🤖 AI Summary
This work addresses the challenge of model generalization in arterial spin labeling (ASL) cerebral blood flow (CBF) imaging, which is hindered by multicenter protocol heterogeneity, variable image quality, and scarce annotations. To overcome these limitations, we propose a self-supervised pretraining approach based on a three-dimensional masked autoencoder, uniquely integrating 3D masked image modeling with a Vision Transformer architecture. Leveraging the largest ASL CBF dataset to date—comprising 11,405 subjects—our method learns highly transferable representations.

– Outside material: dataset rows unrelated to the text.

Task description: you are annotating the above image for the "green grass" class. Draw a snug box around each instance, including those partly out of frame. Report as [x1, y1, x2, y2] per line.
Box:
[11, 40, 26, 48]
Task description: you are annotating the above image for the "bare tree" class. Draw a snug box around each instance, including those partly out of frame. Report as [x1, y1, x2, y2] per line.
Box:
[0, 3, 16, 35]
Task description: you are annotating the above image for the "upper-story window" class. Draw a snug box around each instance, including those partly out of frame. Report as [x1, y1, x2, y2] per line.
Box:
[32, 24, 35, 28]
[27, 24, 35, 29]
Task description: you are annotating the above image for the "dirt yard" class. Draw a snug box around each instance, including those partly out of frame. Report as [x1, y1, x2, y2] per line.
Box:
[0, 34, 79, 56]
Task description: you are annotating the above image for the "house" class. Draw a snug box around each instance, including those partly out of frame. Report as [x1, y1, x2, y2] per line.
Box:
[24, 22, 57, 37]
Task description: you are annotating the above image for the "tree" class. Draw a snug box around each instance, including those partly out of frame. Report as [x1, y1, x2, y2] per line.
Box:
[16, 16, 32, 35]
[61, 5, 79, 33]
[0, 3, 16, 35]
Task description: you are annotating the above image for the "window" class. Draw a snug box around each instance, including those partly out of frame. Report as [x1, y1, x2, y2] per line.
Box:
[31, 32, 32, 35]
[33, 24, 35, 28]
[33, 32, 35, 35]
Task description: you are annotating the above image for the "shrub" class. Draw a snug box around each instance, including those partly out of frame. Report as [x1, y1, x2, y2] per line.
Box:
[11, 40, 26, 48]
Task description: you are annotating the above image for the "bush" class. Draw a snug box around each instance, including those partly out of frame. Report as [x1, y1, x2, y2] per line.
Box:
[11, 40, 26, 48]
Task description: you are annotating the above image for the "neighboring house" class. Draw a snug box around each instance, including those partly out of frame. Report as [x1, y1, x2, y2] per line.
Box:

It significantly outperforms existing self-supervised neuroimaging approaches across three diagnostic classification tasks and one image quality control task, demonstrating markedly improved cross-center generalization. The pretrained weights and source code will be publicly released to facilitate further research.
📝 Abstract
Arterial spin labeling (ASL) perfusion MRI allows direct quantification of regional cerebral blood flow (CBF) without exogenous contrast, enabling noninvasive measurements that can be repeated without constraints imposed by contrast injection. ASL is increasingly acquired in research studies and clinical MRI protocols. Building on successes in structural imaging, recent efforts have implemented deep learning based methods to improve image quality, enable automated quality control, and derive robust quantitative and predictive biomarkers with ASL derived CBF. However, progress has been limited by variable image quality, substantial inter-site, vendor and protocol differences, and limited availability of labeled datasets needed to train models that generalize across cohorts. To address these challenges, we introduce ICHOR, a self supervised pre-training approach for ASL CBF maps that learns transferable representations using 3D masked autoencoders. ICHOR is pretrained via masked image modeling using a Vision Transformer backbone and can be used as a general-purpose encoder for downstream ASL tasks. For pre-training, we curated one of the largest ASL datasets to date, comprising 11,405 ASL CBF scans from 14 studies spanning multiple sites and acquisition protocols. We evaluated the pre-trained ICHOR encoder on three downstream diagnostic classification tasks and one ASL CBF map quality prediction regression task. Across all evaluations, ICHOR outperformed existing neuroimaging self-supervised pre-training methods adapted to ASL. Pre-trained weights and code will be made publicly available.